13. In the “blooper heard round the world” Gerald Ford claimed that the Soviet Union did not dominate Eastern Europe, who were instead free from Soviet interference
During the 1976 presidential debates between President Gerald Ford, elevated to the Oval Office by the resignation of Richard Nixon in 1974, and former Georgia Governor Jimmy Carter, one of, if not the archetypal gaffe in modern American politics occurred. In response to a follow-up question from moderator Max Frankel, Ford incredulously responded that “there is no Soviet domination of Eastern Europe and there never will be under a Ford administration”. Listing Yugoslavia, Romania, and Poland, Ford claimed that “each of those countries is independent, autonomous: it has its own territorial integrity and the United States does not concede that those countries are under the domination of the Soviet Union”.

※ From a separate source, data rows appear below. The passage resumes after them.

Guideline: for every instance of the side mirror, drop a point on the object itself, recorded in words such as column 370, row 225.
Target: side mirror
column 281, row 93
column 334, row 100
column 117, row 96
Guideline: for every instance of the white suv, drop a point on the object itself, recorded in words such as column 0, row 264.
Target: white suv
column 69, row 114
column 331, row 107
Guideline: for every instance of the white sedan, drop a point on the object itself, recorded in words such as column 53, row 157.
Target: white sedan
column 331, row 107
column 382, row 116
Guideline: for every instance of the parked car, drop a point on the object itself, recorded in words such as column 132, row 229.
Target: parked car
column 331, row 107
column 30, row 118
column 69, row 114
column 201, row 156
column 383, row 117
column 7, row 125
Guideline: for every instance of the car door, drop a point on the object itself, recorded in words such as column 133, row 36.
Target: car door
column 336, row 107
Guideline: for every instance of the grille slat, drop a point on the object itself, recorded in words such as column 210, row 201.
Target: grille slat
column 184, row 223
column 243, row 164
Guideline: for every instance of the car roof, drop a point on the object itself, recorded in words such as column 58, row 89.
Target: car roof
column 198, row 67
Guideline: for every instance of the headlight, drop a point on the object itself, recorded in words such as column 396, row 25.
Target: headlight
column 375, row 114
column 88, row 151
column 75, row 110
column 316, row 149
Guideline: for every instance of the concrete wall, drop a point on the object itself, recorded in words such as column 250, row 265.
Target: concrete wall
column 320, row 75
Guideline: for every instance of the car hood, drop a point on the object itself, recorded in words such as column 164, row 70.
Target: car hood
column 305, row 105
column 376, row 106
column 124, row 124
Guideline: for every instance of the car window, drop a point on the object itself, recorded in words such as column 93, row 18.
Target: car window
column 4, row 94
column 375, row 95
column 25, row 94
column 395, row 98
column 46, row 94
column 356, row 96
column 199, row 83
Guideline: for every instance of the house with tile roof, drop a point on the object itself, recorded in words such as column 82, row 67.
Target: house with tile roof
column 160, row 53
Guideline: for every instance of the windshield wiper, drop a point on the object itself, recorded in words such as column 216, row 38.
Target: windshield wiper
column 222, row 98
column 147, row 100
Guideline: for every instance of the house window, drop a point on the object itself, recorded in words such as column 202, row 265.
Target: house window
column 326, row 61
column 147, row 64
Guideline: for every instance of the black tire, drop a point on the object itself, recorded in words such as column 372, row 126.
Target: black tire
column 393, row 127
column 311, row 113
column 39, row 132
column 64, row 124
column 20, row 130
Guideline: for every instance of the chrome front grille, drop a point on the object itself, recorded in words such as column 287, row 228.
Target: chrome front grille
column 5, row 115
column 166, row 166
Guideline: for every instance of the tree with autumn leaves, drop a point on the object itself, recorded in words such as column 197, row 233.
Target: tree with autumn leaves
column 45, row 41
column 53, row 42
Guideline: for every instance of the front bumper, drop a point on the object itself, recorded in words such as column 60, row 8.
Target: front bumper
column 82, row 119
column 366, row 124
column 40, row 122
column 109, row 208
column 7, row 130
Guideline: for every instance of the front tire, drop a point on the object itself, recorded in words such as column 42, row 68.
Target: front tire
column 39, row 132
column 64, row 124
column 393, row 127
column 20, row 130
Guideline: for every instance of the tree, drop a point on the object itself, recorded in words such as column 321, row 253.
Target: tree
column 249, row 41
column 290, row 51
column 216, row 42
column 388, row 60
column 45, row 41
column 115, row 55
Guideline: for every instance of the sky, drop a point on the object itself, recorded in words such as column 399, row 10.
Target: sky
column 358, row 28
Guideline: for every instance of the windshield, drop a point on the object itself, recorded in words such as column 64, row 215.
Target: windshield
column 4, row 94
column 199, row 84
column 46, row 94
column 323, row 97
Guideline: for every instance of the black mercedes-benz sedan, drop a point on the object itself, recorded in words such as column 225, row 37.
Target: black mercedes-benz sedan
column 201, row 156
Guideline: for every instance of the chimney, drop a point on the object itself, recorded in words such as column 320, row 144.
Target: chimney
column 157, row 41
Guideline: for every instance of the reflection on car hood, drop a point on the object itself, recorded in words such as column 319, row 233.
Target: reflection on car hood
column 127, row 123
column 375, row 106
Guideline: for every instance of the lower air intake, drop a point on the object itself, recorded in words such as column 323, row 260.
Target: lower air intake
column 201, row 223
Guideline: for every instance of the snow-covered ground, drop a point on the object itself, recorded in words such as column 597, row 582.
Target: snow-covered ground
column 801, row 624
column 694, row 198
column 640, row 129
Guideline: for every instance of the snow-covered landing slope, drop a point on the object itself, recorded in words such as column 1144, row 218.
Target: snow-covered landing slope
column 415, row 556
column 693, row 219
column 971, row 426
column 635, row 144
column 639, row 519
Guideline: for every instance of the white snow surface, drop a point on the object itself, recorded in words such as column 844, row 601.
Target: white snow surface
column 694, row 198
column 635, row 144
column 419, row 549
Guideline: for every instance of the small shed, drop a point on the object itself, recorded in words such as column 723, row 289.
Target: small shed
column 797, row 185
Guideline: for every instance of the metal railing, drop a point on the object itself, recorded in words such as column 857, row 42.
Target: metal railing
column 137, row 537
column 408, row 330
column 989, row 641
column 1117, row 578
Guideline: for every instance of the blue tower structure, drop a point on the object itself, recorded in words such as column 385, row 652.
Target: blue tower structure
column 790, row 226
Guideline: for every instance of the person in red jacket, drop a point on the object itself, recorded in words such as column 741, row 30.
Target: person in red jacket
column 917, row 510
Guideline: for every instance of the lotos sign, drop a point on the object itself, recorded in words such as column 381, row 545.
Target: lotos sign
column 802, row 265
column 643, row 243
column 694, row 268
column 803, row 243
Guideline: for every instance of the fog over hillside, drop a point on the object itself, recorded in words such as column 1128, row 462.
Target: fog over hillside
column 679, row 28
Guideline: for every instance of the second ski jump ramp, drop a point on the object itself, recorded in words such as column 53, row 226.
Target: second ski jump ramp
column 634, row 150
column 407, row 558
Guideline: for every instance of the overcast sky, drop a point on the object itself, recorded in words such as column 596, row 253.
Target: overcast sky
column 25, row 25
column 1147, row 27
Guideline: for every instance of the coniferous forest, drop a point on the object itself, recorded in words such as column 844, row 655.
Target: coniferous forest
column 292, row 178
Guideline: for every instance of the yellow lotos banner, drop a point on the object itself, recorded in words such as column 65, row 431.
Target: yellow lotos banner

Naturally, the rest of the world immediately frantically scrambled to respond to this incredible statement by the incumbent President of the United States, with the Soviets seeking to capitalize on a valuable piece of free propaganda and the “Free World” seeking to shore up support for democracy in Europe. The New York Times determined that the comment was “enormously harmful to Mr. Ford, because his statement seemed to suggest that he did not understand the geopolitics of the region” and the remark is widely regarded as “one of the most damaging gaffes in the history of presidential politics”. Years later, Carter would express gratitude to Ford’s misguided and insistent proclamation, stating that “if it hadn’t been for the debates, I would have lost.”